There had never been a torment like this before. Not that march across the desert when the mirage floated before them with its blue, cool promise of water—not that moment earlier in this same day when he had told the truth to Kate—nothing compared with that long time of loneliness.
If Banti had been there, if one human being had been near to argue with and convince and thereby convince himself—but there was no one, and the solitude was a terrible judge hearing his thoughts one by one and spurning them away.
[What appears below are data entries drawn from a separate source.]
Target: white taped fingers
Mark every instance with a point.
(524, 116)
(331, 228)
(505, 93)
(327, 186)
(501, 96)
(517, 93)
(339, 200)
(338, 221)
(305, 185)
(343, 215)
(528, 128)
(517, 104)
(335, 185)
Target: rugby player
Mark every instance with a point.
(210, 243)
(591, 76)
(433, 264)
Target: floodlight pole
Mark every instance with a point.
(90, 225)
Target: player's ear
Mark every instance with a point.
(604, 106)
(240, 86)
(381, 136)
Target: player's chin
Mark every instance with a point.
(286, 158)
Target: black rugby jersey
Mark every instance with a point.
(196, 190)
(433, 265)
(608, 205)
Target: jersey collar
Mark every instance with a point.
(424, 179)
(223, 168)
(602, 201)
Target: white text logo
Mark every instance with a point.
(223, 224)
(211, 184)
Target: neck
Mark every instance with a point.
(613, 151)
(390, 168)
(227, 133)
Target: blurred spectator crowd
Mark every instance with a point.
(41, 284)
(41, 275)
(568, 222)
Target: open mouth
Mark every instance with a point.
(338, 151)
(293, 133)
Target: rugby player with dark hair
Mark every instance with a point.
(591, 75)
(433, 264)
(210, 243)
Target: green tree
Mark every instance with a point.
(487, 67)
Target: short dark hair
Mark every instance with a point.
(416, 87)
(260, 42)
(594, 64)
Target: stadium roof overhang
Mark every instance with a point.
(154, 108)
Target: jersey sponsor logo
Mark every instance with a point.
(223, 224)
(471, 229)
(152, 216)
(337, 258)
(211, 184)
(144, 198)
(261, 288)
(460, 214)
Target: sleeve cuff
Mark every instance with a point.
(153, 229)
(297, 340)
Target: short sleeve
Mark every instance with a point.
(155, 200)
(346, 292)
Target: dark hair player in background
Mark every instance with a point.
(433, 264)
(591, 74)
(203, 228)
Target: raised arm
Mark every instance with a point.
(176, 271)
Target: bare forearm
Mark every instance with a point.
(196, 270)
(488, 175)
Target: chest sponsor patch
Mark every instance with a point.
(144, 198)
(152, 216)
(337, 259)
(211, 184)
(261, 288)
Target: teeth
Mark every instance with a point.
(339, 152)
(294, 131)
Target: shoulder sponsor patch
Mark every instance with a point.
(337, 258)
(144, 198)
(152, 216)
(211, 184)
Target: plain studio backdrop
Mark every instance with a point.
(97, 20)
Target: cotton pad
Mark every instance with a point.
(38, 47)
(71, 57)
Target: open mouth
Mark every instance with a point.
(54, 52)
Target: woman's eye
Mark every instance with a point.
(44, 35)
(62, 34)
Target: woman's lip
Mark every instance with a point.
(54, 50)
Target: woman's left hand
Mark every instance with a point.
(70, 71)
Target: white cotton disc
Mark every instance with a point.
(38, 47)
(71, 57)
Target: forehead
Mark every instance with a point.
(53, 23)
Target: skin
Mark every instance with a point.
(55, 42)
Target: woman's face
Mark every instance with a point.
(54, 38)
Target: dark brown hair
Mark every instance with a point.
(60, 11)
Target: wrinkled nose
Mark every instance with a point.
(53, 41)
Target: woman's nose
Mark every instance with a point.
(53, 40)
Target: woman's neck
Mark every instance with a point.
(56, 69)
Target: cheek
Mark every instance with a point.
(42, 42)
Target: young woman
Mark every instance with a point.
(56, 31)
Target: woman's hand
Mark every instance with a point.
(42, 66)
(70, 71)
He looked at his watch suddenly and saw that it was 7:00. In a single hour he must face poor Tom Vance in Canton Douglas’ place and kill him. There would be no chance to shoot for the hip or the shoulder, for Tom Vance would himself shoot to kill his treacherous enemy, and it was life or death for Gerald.
Not that he doubted the outcome. He had met sterner men than Tom Vance and killed them. And he would drop Tom with the suddenness of mercy.
And yet his soul rebelled against it. Rather any other man he had ever met than this fellow who he had so wronged. But suppose he could meet him and talk with him, man-to-man, for ten minutes, might not something be done?
He hurried out into the night, filled with the blind hope. Through the slowly falling sleet—for the wind had fallen to a whisper—he went up the street to the cabin of Tom Vance far at the end. He could look past it up the hillside to the glimmer of light in the cabin of old Maddern. In that house were the only people in the town who did not know, for the story would be kept from their ears surely.